While police officials have publicly claimed that services for families are equal and fair across race and ZIP codes, massive gaps in missing persons data make it impossible to prove, according to a two-year investigation by City Bureau and the Invisible Institute. Instead, interviews with current and former police officers, national experts and researchers, along with dozens of anecdotes from impacted family members, reveal a pattern of neglect, incompetence and illegal behavior from police officers in missing person cases:

  • Under Illinois law and Chicago police policy, police officers cannot deny a missing person report for any reason. However, reporters found dozens of people who say they were told to wait, or outright denied the ability to file a report — delaying investigations during the critical early hours of missingness. Read more.
  • Families of the missing say that police officers are dismissive of their cases, neglect their investigations and stigmatize their loved ones — including multiple cases where police declined to investigate key leads or lost evidence, leaving families to conduct their own searches. Read more.
  • Analyzing police data on missing person cases from 2000 to 2021, reporters found discrepancies that call into question the department’s data-keeping practices. Current and former police officers say that the missing person report is one of the last remaining paper reports used by Chicago police. Police records also show that, from 2017 to 2021, a little over 45% of cases are missing a key data point about the time and date police arrived to investigate these cases. And reporters identified multiple cases that ended in homicide that were marked “non-criminal” in the data — as well as four cases where detectives explicitly noted that the missing person had returned home, despite family members saying their loved ones never returned home alive. Read more.

Not only does this erode the community’s already thin trust in Chicago Police, but even sources within the police department say that bad management and inefficient systems leave detectives burned out and unable to help families in need.

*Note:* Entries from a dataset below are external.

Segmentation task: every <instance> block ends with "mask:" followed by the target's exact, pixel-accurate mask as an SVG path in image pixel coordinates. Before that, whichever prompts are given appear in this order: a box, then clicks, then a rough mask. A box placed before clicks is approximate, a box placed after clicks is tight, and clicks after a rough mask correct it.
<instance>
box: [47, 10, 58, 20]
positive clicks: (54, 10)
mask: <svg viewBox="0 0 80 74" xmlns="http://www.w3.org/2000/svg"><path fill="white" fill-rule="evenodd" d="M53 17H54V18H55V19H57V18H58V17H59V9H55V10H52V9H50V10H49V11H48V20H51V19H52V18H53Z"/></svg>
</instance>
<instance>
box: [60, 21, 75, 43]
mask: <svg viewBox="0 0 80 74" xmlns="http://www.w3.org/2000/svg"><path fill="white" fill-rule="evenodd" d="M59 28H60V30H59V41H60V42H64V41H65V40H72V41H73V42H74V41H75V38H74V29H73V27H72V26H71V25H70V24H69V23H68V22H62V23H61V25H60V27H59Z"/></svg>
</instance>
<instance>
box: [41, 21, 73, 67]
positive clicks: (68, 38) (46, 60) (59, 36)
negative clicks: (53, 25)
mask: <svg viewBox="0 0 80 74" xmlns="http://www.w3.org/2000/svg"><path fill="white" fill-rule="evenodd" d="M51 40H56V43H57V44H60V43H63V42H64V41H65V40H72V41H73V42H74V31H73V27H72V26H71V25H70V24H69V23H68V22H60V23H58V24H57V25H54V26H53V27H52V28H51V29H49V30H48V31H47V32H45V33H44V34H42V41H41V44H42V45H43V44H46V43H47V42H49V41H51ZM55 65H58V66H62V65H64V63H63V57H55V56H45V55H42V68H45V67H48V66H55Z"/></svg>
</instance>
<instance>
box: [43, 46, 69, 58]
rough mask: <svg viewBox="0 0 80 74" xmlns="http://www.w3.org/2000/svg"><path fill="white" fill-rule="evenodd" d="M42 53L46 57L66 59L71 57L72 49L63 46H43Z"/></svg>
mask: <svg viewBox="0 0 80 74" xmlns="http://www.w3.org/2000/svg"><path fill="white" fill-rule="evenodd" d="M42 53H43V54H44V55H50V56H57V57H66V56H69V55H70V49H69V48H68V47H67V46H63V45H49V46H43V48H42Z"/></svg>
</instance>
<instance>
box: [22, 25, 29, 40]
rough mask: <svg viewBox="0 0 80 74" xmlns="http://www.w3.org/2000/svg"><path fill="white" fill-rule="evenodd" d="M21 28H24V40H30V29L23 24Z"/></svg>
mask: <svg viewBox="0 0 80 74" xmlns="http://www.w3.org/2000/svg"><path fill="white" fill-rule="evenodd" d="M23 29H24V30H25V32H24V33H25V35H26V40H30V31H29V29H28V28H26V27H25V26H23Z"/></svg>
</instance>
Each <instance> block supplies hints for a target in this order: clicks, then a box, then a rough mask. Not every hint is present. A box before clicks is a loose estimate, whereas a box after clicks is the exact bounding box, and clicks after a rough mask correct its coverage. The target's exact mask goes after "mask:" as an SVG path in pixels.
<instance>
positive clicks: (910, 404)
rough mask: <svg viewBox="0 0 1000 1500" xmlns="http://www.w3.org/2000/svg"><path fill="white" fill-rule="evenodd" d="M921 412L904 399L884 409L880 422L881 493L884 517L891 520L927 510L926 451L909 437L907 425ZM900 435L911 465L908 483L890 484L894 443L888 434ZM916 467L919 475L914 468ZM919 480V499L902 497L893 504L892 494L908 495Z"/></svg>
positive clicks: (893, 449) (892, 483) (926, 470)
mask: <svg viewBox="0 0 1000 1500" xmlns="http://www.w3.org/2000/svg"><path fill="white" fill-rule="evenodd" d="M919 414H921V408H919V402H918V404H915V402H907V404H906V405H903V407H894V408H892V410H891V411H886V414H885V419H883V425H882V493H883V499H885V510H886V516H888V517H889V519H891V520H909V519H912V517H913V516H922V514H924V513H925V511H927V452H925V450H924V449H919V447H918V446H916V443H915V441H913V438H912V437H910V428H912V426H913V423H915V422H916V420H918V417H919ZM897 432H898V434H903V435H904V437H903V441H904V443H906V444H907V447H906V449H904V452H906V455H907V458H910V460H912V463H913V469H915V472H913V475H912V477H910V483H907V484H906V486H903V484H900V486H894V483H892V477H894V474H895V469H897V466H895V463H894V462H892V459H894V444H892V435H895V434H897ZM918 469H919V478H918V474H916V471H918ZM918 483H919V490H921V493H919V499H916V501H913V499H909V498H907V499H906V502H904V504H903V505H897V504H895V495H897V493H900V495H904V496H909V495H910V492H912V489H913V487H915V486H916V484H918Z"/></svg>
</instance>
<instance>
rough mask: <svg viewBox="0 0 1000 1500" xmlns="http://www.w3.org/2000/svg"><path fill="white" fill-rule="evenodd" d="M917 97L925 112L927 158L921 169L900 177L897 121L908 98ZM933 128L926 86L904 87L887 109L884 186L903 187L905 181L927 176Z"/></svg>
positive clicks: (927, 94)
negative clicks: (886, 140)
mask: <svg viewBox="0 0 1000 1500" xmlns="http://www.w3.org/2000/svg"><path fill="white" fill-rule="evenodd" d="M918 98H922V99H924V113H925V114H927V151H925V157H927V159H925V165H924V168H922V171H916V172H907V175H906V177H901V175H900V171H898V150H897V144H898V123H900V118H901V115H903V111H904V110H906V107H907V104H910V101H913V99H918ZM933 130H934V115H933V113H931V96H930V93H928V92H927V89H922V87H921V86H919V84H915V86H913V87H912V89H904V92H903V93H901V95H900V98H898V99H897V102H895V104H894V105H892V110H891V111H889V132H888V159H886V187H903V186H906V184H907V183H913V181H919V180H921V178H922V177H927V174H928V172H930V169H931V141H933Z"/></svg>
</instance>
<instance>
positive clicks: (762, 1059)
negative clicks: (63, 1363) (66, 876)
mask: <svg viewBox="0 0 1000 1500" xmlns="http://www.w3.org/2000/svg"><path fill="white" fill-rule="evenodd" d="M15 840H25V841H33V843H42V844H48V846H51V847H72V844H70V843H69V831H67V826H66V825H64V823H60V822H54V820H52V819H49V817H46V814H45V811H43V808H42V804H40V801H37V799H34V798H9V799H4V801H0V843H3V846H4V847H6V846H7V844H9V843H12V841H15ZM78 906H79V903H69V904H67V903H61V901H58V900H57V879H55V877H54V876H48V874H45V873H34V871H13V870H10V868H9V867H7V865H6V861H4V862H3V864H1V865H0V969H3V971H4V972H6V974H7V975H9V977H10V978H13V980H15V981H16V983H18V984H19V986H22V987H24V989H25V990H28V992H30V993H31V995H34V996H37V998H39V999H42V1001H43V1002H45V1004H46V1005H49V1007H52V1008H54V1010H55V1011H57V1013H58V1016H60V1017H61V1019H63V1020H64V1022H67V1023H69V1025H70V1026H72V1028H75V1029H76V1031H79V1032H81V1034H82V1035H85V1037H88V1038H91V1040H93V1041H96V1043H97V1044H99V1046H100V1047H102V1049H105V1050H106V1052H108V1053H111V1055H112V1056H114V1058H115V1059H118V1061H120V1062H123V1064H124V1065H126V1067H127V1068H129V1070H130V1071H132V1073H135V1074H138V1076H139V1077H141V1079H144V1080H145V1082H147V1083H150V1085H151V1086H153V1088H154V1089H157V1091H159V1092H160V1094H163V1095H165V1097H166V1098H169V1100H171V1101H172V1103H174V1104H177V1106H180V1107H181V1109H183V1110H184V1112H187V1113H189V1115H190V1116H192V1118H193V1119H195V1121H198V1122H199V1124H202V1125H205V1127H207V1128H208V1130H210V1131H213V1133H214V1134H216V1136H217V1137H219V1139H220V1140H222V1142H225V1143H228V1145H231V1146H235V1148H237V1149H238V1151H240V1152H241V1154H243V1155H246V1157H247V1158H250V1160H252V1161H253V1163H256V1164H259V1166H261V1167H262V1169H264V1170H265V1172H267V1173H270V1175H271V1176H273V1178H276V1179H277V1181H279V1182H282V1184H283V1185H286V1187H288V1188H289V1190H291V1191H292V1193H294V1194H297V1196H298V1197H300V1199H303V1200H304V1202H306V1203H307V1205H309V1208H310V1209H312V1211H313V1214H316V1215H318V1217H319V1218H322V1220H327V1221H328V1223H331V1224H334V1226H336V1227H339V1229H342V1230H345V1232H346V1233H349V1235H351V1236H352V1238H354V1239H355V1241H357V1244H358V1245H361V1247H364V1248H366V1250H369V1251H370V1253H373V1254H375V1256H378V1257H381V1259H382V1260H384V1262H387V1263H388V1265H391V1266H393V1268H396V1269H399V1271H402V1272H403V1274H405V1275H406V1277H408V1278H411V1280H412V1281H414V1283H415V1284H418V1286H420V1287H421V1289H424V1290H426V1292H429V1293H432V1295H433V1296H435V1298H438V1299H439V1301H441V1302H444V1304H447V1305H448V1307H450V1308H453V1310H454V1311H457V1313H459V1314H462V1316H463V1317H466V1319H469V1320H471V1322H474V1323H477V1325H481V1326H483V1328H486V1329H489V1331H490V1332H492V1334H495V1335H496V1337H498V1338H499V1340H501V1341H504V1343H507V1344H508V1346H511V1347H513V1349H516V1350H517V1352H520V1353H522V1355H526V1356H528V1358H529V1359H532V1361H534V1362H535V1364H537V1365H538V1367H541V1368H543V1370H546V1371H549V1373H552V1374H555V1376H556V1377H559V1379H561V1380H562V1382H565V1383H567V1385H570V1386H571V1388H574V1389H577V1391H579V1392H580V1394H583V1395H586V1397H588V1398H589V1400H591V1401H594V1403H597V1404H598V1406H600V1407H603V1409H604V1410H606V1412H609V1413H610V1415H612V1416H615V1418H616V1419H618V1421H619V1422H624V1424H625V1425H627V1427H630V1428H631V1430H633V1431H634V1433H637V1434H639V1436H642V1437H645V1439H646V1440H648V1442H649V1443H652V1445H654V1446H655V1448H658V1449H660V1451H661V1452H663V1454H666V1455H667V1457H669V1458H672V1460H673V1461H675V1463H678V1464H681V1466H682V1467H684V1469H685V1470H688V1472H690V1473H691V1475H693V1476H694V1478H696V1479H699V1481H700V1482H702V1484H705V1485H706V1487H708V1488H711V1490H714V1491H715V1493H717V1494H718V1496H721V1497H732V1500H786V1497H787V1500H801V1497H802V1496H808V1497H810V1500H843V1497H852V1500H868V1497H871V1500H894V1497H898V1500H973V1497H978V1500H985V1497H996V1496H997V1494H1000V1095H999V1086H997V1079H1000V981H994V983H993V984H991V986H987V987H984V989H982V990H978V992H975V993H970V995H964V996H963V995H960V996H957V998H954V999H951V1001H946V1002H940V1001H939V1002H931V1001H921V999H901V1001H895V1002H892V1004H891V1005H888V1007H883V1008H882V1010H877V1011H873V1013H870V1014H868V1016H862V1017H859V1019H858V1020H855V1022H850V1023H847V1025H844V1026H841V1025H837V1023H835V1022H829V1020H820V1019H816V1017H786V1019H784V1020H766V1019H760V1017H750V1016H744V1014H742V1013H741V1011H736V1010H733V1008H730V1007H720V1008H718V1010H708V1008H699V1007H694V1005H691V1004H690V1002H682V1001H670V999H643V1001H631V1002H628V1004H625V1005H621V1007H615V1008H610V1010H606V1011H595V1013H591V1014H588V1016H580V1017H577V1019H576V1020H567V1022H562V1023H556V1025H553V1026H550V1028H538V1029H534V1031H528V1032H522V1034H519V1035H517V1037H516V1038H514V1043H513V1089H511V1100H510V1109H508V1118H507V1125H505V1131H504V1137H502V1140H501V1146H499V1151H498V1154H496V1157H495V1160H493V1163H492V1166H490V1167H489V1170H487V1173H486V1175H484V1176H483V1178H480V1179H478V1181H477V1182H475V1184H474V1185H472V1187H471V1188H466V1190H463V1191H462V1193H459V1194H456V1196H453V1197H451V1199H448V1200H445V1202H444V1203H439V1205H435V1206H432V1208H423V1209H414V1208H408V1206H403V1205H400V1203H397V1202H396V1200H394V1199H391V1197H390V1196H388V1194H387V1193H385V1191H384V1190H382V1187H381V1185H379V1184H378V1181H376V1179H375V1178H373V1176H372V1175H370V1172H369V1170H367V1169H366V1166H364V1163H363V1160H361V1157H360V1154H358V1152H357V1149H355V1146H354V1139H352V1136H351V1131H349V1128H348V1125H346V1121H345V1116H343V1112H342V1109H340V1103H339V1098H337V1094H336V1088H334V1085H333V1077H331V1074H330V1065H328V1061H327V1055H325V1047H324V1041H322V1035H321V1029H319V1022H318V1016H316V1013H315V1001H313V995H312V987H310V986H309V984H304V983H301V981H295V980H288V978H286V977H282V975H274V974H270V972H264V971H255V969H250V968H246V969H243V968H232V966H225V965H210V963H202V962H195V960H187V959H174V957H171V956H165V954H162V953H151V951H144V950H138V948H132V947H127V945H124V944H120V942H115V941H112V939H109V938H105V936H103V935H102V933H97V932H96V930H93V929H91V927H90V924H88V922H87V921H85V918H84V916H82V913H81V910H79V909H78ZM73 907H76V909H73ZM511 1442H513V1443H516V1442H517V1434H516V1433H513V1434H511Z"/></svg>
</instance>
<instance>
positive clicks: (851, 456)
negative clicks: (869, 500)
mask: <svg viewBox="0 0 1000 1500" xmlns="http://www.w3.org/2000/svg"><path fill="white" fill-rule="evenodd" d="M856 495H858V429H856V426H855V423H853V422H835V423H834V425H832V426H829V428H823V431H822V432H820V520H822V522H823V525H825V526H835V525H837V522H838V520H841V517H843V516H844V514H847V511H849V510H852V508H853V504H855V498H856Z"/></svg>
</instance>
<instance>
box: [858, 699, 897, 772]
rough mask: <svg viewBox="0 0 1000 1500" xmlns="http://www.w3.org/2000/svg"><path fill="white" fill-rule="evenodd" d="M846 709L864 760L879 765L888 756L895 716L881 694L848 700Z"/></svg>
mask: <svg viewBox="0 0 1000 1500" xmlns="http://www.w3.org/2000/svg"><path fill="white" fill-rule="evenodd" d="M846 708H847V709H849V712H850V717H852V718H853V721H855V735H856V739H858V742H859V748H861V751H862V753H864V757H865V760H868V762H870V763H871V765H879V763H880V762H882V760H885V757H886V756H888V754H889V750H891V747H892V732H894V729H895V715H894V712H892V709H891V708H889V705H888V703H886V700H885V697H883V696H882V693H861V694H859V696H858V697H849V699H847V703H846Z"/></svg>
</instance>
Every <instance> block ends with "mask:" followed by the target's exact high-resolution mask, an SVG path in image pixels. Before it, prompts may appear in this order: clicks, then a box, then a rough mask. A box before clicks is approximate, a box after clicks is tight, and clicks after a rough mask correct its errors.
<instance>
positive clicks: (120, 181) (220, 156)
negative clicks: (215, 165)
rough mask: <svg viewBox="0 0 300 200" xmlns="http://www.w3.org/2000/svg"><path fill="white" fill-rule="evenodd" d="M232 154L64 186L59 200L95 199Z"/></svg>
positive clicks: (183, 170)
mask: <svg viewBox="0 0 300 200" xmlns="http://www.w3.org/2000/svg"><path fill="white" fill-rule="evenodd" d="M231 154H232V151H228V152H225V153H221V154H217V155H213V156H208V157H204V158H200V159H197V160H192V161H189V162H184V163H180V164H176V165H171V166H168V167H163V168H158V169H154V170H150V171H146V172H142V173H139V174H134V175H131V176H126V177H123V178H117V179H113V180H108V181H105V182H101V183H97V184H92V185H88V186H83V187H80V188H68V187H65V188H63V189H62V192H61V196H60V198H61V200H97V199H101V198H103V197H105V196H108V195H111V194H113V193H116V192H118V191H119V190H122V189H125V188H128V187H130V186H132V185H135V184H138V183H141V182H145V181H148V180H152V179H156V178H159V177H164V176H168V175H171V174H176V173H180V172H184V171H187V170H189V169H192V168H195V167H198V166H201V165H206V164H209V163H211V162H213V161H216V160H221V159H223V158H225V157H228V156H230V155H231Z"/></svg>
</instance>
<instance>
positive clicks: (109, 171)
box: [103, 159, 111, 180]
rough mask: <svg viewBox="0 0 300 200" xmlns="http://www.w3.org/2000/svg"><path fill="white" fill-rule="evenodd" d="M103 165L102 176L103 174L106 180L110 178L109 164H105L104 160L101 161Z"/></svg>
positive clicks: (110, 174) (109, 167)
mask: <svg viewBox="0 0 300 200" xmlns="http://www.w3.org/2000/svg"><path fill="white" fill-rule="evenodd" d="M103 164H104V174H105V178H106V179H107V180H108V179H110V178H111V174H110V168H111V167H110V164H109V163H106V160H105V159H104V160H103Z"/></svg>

It also means that a recently formed state task force that is examining the issue of missing women and girls in Chicago will face a near-impossible hurdle in linking missing person cases to crimes like murder and human trafficking.

LaTonya Moore poses with her daughter’s urn, Shantieya Smith, inside her home 150 miles away from Chicago.
A view of the bedroom of Shantieya Smith’s only daughter: a sticker on the wall reads “MOM”.
Latonya Moore poses with Shantieya Smith’s urn, inside her home where she lives with her granddaughter, 150 miles away from Chicago. (second) Smith’s young daughter still struggles with the loss of her mother. In her room, a sticker on the wall reads, “Mom.” (Photos: Sebastián Hidalgo)

In a moment when missing person cases are garnering more attention, both nationally and locally, public officials and community members agree that tackling the missing persons issue will require holistic solutions: from changing state laws, to retraining police officers and allocating resources to missing person investigations, to funding community programs like safe houses, mental health services and neighborhood searches. But filing a police report is many people’s first step when their loved one goes missing — and community members want to know what they could, and should, expect from police.

A spokesperson in Mayor Brandon Johnson’s office recognized there are inequities in how police handle missing person cases in Chicago. “The historical disparities that exist in our city when it comes to solving missing person cases among Black and Brown Chicagoans — and Black women, in particular — is an example of the lack of visibility for marginalized communities,” says spokesperson Ronnie Reese. “We need to see people in order to care for them, and ultimately protect them from wicked systems that have been a threat to these communities for generations.”

Despite City Bureau and the Invisible Institute reaching out to the Chicago Police Department media affairs over the course of months to better understand the department’s data management and missing persons pipeline, department officials declined to be interviewed or to answer any specific questions about cases or data.